Riforma della giustizia: la negoziazione assistita non si applica alle controversie in materia di lavoro

di Giuseppe Bulgarini d'Elci

È confermato che lo strumento della negoziazione assistita, in forza del quali le parti possono convenire di cooperare per la bonaria risoluzione di una controversia mediante l'assistenza di avvocati, non si applica alle controversie in materia di lavoro.

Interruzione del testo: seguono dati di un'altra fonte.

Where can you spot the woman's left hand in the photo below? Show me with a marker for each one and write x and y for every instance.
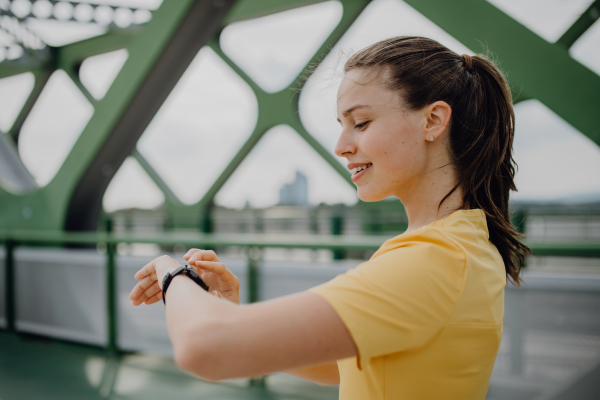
(149, 288)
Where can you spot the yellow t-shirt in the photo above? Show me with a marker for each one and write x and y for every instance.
(425, 313)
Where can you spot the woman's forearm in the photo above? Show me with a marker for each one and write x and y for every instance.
(324, 374)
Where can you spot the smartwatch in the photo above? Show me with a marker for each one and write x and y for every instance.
(186, 270)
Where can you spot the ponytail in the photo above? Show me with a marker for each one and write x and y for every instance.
(481, 127)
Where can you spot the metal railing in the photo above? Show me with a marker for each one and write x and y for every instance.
(252, 242)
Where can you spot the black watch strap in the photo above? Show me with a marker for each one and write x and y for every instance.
(186, 270)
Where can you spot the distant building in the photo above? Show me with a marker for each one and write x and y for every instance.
(295, 193)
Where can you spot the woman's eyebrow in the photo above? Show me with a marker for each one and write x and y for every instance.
(352, 109)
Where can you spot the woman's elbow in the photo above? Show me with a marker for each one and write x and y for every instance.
(198, 353)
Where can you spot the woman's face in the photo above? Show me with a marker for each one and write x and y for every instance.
(379, 136)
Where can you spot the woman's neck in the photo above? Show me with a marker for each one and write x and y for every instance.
(422, 204)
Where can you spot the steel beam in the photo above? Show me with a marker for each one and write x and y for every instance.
(41, 77)
(282, 107)
(542, 70)
(158, 58)
(583, 23)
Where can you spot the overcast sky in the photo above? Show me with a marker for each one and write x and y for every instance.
(212, 111)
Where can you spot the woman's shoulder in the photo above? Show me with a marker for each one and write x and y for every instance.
(452, 232)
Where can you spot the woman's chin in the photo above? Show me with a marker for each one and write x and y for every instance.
(369, 196)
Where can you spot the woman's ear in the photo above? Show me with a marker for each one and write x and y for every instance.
(437, 120)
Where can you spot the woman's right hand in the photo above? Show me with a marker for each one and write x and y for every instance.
(221, 281)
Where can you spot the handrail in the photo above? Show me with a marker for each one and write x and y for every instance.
(298, 241)
(12, 239)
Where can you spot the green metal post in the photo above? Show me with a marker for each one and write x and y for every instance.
(9, 283)
(254, 255)
(337, 224)
(111, 304)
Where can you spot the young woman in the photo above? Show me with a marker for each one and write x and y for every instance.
(423, 318)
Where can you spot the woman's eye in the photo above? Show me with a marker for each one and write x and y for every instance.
(362, 125)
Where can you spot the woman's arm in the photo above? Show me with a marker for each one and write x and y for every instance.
(324, 374)
(216, 339)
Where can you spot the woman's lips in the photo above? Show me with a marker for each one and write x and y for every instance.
(358, 175)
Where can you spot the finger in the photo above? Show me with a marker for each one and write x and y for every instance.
(204, 255)
(148, 269)
(142, 286)
(190, 252)
(154, 299)
(217, 268)
(147, 294)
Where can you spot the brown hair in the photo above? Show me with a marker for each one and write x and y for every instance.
(481, 127)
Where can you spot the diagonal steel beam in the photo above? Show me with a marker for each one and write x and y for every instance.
(170, 196)
(158, 58)
(542, 70)
(41, 78)
(71, 55)
(583, 23)
(282, 107)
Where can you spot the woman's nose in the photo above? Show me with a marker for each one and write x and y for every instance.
(345, 145)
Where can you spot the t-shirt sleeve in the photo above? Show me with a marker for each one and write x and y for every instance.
(399, 300)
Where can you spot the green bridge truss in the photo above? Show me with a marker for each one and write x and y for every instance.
(162, 49)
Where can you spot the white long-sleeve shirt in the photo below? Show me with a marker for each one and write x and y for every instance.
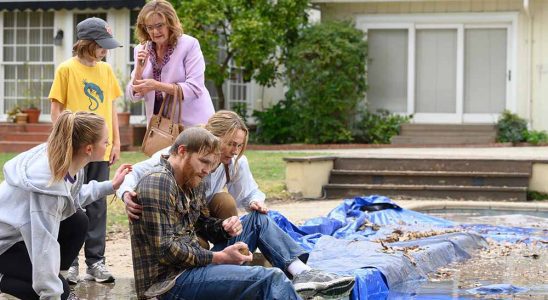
(242, 185)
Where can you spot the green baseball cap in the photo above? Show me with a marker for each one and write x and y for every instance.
(97, 30)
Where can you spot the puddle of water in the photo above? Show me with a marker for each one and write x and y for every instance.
(124, 288)
(520, 265)
(538, 219)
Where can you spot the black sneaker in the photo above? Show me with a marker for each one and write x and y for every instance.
(314, 283)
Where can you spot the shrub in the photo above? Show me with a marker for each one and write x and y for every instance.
(511, 128)
(378, 128)
(535, 137)
(279, 124)
(326, 80)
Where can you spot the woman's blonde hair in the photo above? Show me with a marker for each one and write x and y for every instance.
(225, 123)
(85, 48)
(70, 132)
(165, 10)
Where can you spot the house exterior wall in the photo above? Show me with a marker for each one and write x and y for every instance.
(531, 71)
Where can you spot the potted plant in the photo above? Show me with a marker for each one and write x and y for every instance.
(124, 111)
(15, 115)
(32, 110)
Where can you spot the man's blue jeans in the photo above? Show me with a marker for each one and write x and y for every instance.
(244, 282)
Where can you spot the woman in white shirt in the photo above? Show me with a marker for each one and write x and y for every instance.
(233, 172)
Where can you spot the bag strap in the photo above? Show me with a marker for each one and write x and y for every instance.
(176, 105)
(161, 112)
(227, 173)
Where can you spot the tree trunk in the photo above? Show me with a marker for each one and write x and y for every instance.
(220, 96)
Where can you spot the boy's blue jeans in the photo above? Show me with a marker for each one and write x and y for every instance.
(245, 282)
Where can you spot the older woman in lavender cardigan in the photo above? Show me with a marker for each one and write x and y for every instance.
(165, 56)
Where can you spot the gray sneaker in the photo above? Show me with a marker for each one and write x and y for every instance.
(72, 275)
(98, 272)
(315, 283)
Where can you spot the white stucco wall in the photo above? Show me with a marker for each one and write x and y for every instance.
(531, 70)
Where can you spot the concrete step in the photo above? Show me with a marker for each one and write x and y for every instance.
(443, 139)
(39, 127)
(445, 134)
(26, 136)
(11, 127)
(454, 165)
(408, 128)
(16, 146)
(429, 178)
(427, 191)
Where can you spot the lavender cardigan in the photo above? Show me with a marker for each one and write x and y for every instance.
(185, 67)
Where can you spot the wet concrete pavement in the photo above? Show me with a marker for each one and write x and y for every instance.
(119, 249)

Il D.L. 12/9/2014 n. 132 aveva introdotto all'art. 2 una specifica procedura di negoziazione assistita tramite avvocato, quale strumento alternativo di risoluzione delle controversie in funzione deflattiva del ricorso all'autorità giudiziaria, escludendo dal suo raggio d'azione solo le controversie che avessero ad oggetto diritti indisponibili. La negoziazione assistita, nella sua versione originaria, ricomprendeva le liti in materia di lavoro, tant'è che lo stesso D.L. 132/2014, operando in via integrativa sul testo dell'art. 2113, comma, 4 del codice civile, aveva incluso gli avvocati tra i soggetti presso i quali è possibile sottoscrivere rinunce e transazioni con efficacia “tombale” e definitiva.

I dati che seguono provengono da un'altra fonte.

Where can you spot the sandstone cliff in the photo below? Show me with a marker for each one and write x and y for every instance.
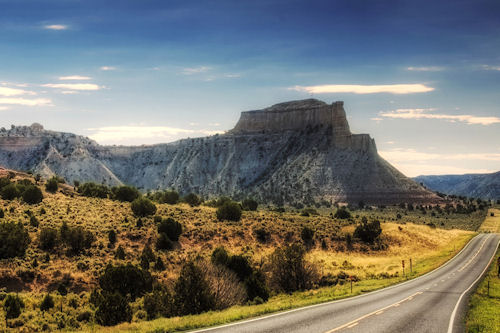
(299, 151)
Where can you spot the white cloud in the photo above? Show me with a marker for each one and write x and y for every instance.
(406, 155)
(144, 134)
(73, 86)
(26, 102)
(6, 91)
(365, 89)
(195, 70)
(74, 77)
(423, 114)
(414, 163)
(425, 69)
(491, 68)
(56, 27)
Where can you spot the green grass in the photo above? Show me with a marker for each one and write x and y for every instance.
(285, 302)
(484, 307)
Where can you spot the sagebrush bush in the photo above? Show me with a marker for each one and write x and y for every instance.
(192, 291)
(143, 207)
(171, 228)
(14, 240)
(52, 185)
(230, 211)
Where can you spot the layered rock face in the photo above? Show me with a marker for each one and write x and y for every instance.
(299, 151)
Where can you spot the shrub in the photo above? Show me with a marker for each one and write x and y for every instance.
(93, 190)
(170, 197)
(290, 271)
(32, 195)
(14, 240)
(125, 193)
(112, 309)
(163, 242)
(192, 291)
(47, 303)
(249, 204)
(171, 228)
(126, 280)
(4, 181)
(12, 306)
(256, 287)
(159, 303)
(192, 199)
(143, 207)
(229, 211)
(52, 185)
(226, 288)
(220, 256)
(112, 237)
(307, 235)
(48, 239)
(368, 231)
(34, 221)
(342, 213)
(262, 235)
(10, 192)
(79, 239)
(120, 253)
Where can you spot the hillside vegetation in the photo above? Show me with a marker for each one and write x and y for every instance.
(80, 241)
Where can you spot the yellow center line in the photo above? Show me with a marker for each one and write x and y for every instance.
(379, 311)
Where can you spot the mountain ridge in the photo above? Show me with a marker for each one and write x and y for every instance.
(485, 186)
(298, 151)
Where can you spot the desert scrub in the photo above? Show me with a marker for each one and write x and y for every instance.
(484, 306)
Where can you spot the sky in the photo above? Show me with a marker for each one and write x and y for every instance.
(421, 77)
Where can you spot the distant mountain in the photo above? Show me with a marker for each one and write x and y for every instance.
(486, 186)
(299, 151)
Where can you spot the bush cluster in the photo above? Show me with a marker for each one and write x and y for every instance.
(14, 240)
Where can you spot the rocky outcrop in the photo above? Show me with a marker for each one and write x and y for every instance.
(299, 151)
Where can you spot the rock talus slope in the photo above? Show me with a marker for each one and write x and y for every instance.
(299, 151)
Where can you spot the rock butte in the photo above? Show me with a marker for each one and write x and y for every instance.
(298, 151)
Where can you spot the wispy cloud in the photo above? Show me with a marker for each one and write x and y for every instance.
(144, 134)
(6, 91)
(424, 114)
(73, 86)
(414, 163)
(195, 70)
(56, 27)
(365, 89)
(425, 69)
(491, 68)
(74, 78)
(26, 102)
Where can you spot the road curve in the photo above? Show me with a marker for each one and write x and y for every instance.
(434, 302)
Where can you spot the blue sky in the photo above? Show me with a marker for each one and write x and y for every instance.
(422, 77)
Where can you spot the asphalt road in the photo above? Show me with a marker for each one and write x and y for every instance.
(435, 302)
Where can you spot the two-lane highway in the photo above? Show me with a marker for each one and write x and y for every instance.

Era subito apparsa evidente la portata – per così dire – storica di questa innovazione, che si inseriva in un contesto nel quale, ogni qual volta le parti del rapporto di lavoro avessero tra loro raggiunto, con l'assistenza dei rispettivi difensori, un accordo transattivo che risolveva una lite in corso o ne preveniva l'insorgenza, era necessario bussare alla porta (non sempre aperta) di organismi appositamente abilitati a consolidare la validità di rinunce e transazioni e attendere i loro tempi (non sempre brevi) per poter formalizzare l'accordo, cui si aggiungeva talora l'ulteriore onere di un contributo economico per l'”assistenza” ricevuta. Senza contare che poteva manifestarsi il rischio, come risulta confermato da sentenze anche recenti, di vedersi annullate le conciliazioni diligentemente siglate in ambito sindacale se, per ipotesi, dal documento transattivo non emergeva che la conciliazione era stata raggiunta attraverso l'effettiva assistenza del lavoratore da parte dell'associazione sindacale di appartenenza.
In questo contesto, l'inclusione degli avvocati tra i soggetti abilitati a raccogliere la sottoscrizione delle transazioni in materia di lavoro secondo il canone dell'art. 2113, comma 4, del codice civile poteva semplificare in modo significativo i passaggi burocratici e operativi, con conseguente risparmio di tempi e denari, cui si era costretti per poter arrivare ad una conclusione definitiva, non più soggetta a impugnazioni o ripensamenti, della controversia in atto o anche solo potenziale.
In sede di conversione del decreto dalla L. 10/11/2014 n. 162, tuttavia, la misura della negoziazione assistita per le controversie in materia di lavoro è sparita, risultando eliminata con un bel tratto di penna. All'art. 2 del D.L. 132/2014 è stato aggiunto, infatti, che la convenzione di negoziazione assistita, oltre a non riguardare i diritti indisponibili, non deve vertere in materia di lavoro. Contestualmente, è stato soppresso l'art. 7 del D.L. 132/2014, che - ampliando la previsione dell'art. 2113, comma 4, del codice civile - aveva ricompreso gli avvocati tra i soggetti presso i quali possono essere formalizzati i verbali di conciliazione che non sono più soggetti ad impugnazione.
Il sapore che rimane in bocca a quanti – e non erano certamente pochi, almeno tra gli avvocati che si occupano abitualmente di diritto del lavoro – avevano salutato con favore l'introduzione della negoziazione assistita per le controversie in materia di lavoro è quello di una porta sbattuta in faccia non solo per ragioni di merito, ma anche per il prevalere di interessi corporativi, che hanno finito con il sovrastare l'interesse generale ad una definizione celere e ad una sostanziale “sburocratizzazione” delle conciliazioni in ambito stragiudiziale.